Unusual Presentations of Illness
Symptoms and signs of hyperthyroidism may be subtle in very old patients, and classic eye findings and an enlarged thyroid gland may not be present (see HYPERTHYROIDISM in Ch. 79). Symptoms include weight loss, palpitations, and weakness; clinical signs include fine skin, tremor, atrial fibrillation, and tachycardia. Patients may have an apathetic rather than a hyperkinetic appearance. Those with hypothyroidism may present with weight loss rather than weight gain and may have cognitive loss, heart failure, or constipation.
Patients with hyperparathyroidism often do not have any of the characteristic symptoms. The clinical picture may be nonspecific: fatigue, decreased intellectual capacity, emotional instability, anorexia, constipation, and hypertension (see HYPERCALCEMIA in Ch. 82).

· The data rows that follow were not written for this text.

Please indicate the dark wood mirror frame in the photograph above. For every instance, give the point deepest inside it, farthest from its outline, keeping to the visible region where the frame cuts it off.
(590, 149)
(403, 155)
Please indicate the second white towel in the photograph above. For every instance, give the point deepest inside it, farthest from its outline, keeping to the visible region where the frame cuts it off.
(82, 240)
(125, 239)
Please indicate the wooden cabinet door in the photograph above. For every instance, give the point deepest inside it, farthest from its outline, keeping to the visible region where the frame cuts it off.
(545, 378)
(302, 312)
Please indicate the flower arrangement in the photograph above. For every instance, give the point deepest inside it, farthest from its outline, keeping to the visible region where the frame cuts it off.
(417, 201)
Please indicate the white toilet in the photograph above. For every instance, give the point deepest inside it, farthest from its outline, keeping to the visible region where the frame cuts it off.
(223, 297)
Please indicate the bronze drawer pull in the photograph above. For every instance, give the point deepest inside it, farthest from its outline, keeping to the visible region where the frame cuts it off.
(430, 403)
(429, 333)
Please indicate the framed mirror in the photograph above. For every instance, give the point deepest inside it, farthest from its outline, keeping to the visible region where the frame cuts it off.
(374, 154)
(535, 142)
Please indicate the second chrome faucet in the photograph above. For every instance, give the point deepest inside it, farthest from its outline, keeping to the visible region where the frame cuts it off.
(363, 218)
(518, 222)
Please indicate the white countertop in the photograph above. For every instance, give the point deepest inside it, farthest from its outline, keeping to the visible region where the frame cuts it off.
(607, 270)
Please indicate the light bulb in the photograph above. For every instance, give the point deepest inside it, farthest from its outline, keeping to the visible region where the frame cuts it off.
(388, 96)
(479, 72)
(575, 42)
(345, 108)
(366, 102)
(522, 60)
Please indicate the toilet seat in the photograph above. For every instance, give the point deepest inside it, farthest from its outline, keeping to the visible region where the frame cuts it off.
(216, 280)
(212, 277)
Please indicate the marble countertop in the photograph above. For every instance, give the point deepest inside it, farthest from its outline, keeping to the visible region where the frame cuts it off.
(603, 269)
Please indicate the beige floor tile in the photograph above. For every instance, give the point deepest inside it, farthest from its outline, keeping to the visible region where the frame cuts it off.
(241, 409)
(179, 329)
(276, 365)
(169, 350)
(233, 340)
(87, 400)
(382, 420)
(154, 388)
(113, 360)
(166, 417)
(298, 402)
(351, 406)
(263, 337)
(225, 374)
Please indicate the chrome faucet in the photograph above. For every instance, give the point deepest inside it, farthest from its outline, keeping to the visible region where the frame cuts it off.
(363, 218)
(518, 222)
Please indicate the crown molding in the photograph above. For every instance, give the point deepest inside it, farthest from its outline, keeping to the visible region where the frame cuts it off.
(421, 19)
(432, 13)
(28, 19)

Instead of presenting with the classic manifestations of headache, jaw claudication, or blindness, patients with giant cell arteritis or polymyalgia rheumatica may present with respiratory tract symptoms (eg, cough, sore throat, hoarseness) or mental changes (see Ch. 74). They may complain of head pain in the frontal, vertex, or occipital areas rather than in the temporal area.
Elderly patients with systemic lupus erythematosus have a lower incidence of Raynaud’s phenomenon, malar rash, nephritis, and neuro-psychiatric disease than do younger patients (see SYSTEMIC LUPUS ERYTHEMATOSUS in Ch. 75). However, the incidence of pneumonitis, interstitial fibrosis, subcutaneous nodules, and discoid lupus is higher in the elderly. Patients may present with the symptoms of a systemic illness (eg, fever, weight loss, arthritis).
Elderly patients with fibromyalgia syndrome are less likely than younger patients to have chronic headaches, anxiety, and symptoms aggravated by weather factors, mental stress, or poor sleep.
The clinical manifestations of sarcoidosis in the elderly are variable. Presenting symptoms include shortness of breath, blurred vision, myopathy, adenopathy, and fatigue.
Elderly patients with bacteremia may not be febrile, demonstrating instead nonspecific findings such as general malaise or an unexplained change in mental status.
The elderly patient with urinary tract infection may be afebrile and may not complain of dysuria, frequency, or urgency (see Ch. 65). Dizziness, confusion, anorexia, fatigue, or weakness may occur.
At initial presentation, the elderly patient with meningitis may not have symptoms of meningeal irritation (see Ch. 92). The patient may have fever and a change in mental status without headache or nuchal rigidity.
The older patient with pneumonia may present with malaise, anorexia, or confusion. Although tachycardia and tachypnea are common, fever may be absent. Coughing may be mild and without copious,purulent sputum. Coexisting illnesses may alter the presentation of tuberculosis. Symptoms may be nonspecific (eg, fever, weakness, confusion, anorexia). Pneumonia and tuberculosis are discussed in Ch. 46.
Older patients with appendicitis may complain of diffuse abdominal pain that is not followed by localization to the right lower quadrant (see DISORDERS OF THE APPENDIX in Ch. 62). However, tenderness in this quadrant is a significant early physical sign.
Elderly patients with biliary disease may present with nonspecific mental and physical deterioration (malaise, confusion, loss of mobility) without jaundice, fever, or abdominal pain. Abnormal liver function tests may be the only indication that biliary disease is present (see DISORDERS OF THE GALLBLADDER AND BILIARY TREE in Ch. 62).
Patients with acute bowel infarction may not have the characteristic abdominal pain and tenderness. These patients may present with acute confusion.
Nonsteroidal anti-inflammatory drugs can mask the pain of peptic ulcer disease in elderly patients, who may present with anorexia (see PEPTIC ULCER DISEASE in Ch. 62). Gastrointestinal bleeding may be painless in the elderly.
Patients with myocardial infarction may present with dyspnea, syncope, weakness, vomiting, or confusion, rather than with chest pain (see Ch. 37).
Instead of complaining of dyspnea, an elderly patient with heart failure may present with confusion, agitation, anorexia, weakness, insomnia, or lethargy (see also Ch. 41). Orthopnea may cause nocturnal agitation in demented patients with heart failure.
Irritability may be the primary affective symptom of depression (see Ch. 95). Cognitive loss, often called pseudodementia, is another atypical presentation of depression (see Ch. 90).